Thursday, June 17, 2010

The Job, It Is Harder Than It Looks

Jon Chait's smackdown of Rachel Maddow's "here's the Oval Office speech I would have given" is not only appropriate, but delivered with the necessary force to knock Rachel off the Firebagger train.  Hopefully.

In reality, you can't pass any of the climate bill by reconciliation. Democrats didn't write reconciliation instructions permitting them to do so, and very little of its could be passed through reconciliation, which only allows budgetary decisions. Maddow's response is to pass the rest by executive order. But you can't change those laws through executive order, either. That's not how our system of government works, nor is it how our system should work.

If Maddow's speech had to hew to the reality of Senate rules and the Constitution, she'd be left where Obama is: ineffectually pleading to get whatever she can get out of a Senate that has nowhere near enough votes to pass even a stripped-down cap and trade bill. It may be nice to imagine that all political difficulties could be swept away by a president who just spoke with enough force and determination. It's a recurrent liberal fantasy —Michael Moore imagined such a speech a few months ago, Michael Douglas delivers such a speech in "The American President." I would love to eliminate the filibuster and create more accountable parties. But even if that happens, there will be a legislative branch that has a strong say in what passes or doesn't pass. And that's good! We wouldn't want to live in a world where a president can remake vast swaths of policy merely be decreeing it.
The reality is that Obama is constrained by checks and balances, especially when it comes to money.  He's constrained even more by the ego of 535 members of Congress.  but Rachel did make a good point in her speech:
All the might of this, the mightiest nation on earth, and the combined expertise of the richest, most technologically ambitious corporations the world has ever seen, cannot, it turns out, cap an oil well when it breaks five thousand feet-deep in the ocean. It is something that mankind does not yet have the technological capability to fix.
Then why firebag on the President over this?  My goodness.  I never thought I'd have to put Rachel Maddow in a Useful Idiots and Village Stupidity post, but there you are.  Chait's lesson is important:  The President has rules to follow, folks.  Dr.

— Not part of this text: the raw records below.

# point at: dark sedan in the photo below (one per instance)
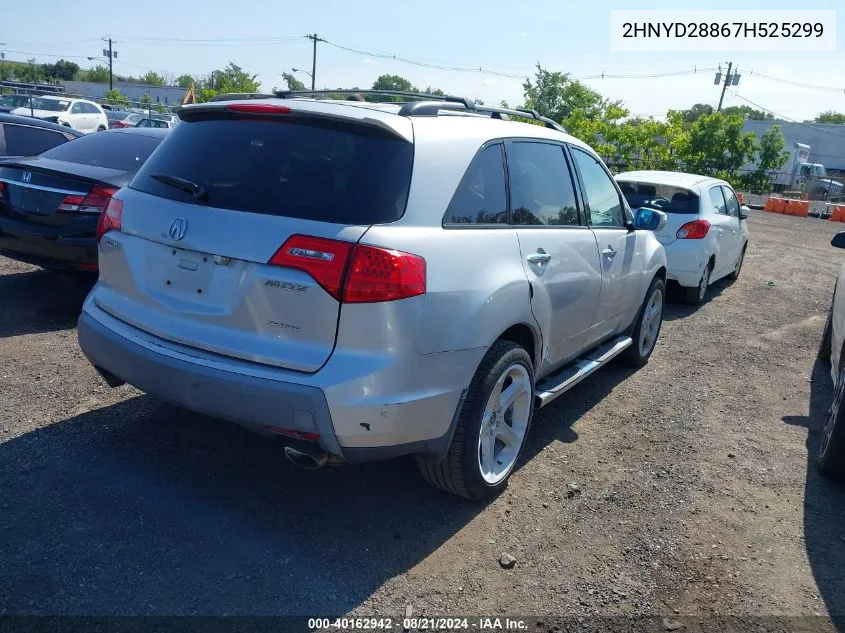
(50, 204)
(26, 136)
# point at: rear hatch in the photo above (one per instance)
(680, 205)
(54, 196)
(204, 217)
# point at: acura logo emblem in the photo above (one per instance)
(178, 228)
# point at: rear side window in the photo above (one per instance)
(717, 201)
(656, 196)
(541, 186)
(310, 169)
(480, 198)
(23, 140)
(115, 150)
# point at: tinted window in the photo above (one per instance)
(22, 140)
(717, 201)
(656, 196)
(480, 198)
(318, 170)
(602, 195)
(115, 150)
(540, 185)
(733, 202)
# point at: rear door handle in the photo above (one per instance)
(538, 258)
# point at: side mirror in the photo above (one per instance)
(649, 219)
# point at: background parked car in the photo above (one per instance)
(831, 451)
(10, 102)
(706, 234)
(80, 114)
(158, 120)
(50, 204)
(122, 118)
(26, 136)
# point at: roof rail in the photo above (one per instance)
(237, 96)
(292, 94)
(426, 104)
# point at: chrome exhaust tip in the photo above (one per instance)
(305, 458)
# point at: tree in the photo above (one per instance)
(715, 145)
(152, 78)
(292, 82)
(749, 113)
(556, 95)
(100, 74)
(830, 116)
(113, 97)
(393, 82)
(185, 81)
(233, 78)
(771, 157)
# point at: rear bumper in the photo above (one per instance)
(685, 261)
(20, 243)
(418, 420)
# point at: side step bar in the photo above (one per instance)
(564, 379)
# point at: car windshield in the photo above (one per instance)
(657, 196)
(52, 105)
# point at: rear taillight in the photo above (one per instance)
(111, 218)
(354, 273)
(695, 230)
(94, 202)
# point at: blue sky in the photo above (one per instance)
(506, 37)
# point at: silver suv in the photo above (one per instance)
(366, 281)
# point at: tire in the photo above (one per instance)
(698, 295)
(646, 328)
(738, 267)
(827, 334)
(461, 471)
(831, 456)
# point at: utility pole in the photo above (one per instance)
(112, 55)
(731, 79)
(314, 38)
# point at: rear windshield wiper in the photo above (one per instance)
(197, 191)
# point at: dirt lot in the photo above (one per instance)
(696, 487)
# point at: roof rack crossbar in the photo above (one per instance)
(292, 94)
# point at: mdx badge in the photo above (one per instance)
(177, 229)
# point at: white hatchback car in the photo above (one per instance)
(706, 233)
(79, 114)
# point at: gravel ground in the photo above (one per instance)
(685, 488)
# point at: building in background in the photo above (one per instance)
(167, 95)
(826, 140)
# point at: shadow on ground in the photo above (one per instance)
(824, 502)
(141, 508)
(41, 301)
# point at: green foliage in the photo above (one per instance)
(830, 116)
(715, 145)
(292, 82)
(771, 157)
(152, 78)
(113, 97)
(557, 96)
(185, 81)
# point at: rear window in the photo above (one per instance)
(319, 170)
(663, 197)
(115, 150)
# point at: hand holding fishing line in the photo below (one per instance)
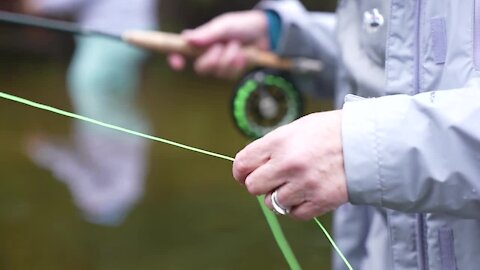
(302, 162)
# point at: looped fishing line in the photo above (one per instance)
(271, 218)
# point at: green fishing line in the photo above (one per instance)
(271, 218)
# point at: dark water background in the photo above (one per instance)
(193, 215)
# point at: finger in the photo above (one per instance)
(307, 211)
(207, 62)
(251, 157)
(264, 179)
(176, 61)
(232, 62)
(288, 195)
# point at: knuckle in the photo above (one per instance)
(252, 187)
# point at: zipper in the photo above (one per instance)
(421, 243)
(418, 7)
(421, 239)
(476, 34)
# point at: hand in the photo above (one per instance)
(30, 7)
(223, 38)
(303, 160)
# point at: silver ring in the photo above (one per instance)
(277, 206)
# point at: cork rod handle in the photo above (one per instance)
(173, 43)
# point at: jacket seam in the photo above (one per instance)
(378, 158)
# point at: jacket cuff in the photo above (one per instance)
(368, 147)
(360, 152)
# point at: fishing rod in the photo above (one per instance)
(164, 42)
(264, 99)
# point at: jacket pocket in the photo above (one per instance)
(447, 249)
(476, 35)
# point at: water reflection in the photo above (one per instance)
(104, 170)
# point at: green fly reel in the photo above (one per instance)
(265, 100)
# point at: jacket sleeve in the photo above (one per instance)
(415, 153)
(307, 34)
(60, 7)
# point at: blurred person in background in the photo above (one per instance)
(104, 169)
(408, 161)
(359, 230)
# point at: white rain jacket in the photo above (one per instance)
(412, 158)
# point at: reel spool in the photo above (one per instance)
(265, 100)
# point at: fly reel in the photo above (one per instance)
(265, 100)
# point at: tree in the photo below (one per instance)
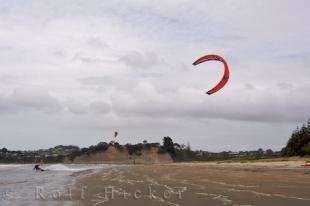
(299, 142)
(169, 146)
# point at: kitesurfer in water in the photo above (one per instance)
(38, 168)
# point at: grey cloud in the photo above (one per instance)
(100, 107)
(139, 60)
(34, 99)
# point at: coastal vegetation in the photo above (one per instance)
(297, 145)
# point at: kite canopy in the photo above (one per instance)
(215, 57)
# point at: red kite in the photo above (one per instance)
(215, 57)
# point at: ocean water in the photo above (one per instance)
(21, 185)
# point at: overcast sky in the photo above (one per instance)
(73, 72)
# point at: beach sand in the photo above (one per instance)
(260, 183)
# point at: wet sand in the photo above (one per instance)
(274, 183)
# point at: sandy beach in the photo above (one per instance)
(258, 183)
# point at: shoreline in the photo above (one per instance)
(276, 183)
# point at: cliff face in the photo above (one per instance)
(113, 155)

Rachel Maddow -- Rhodes scholar, mind you -- should be smart enough to know this.

He can't magically fix the damn problem.  He can't magically force BP to do it either.  He can try to lead on getting climate legislation passed, but it abundantly clear he doesn't have the votes.  He can't magically make the Senate vote for what he wants to do, nor should he.

Folks, we're in a long term disaster situation here.  Wishful thinking will not solve this issue any more than Obama bashing or even GOP bashing.  At this point we need answers on how to cope, how to survive this, and how to put it all back together, and in the long run we need to assure this never happens again.  yes, I've said time and time again we need to use less oil...but that was true before the spill, just like it's true I've got to drive my Hyundai to work every weekday.

There are no easy answers, and in out quick fix instant gratification society, that's a problem.  Time to learn some new skills, folks.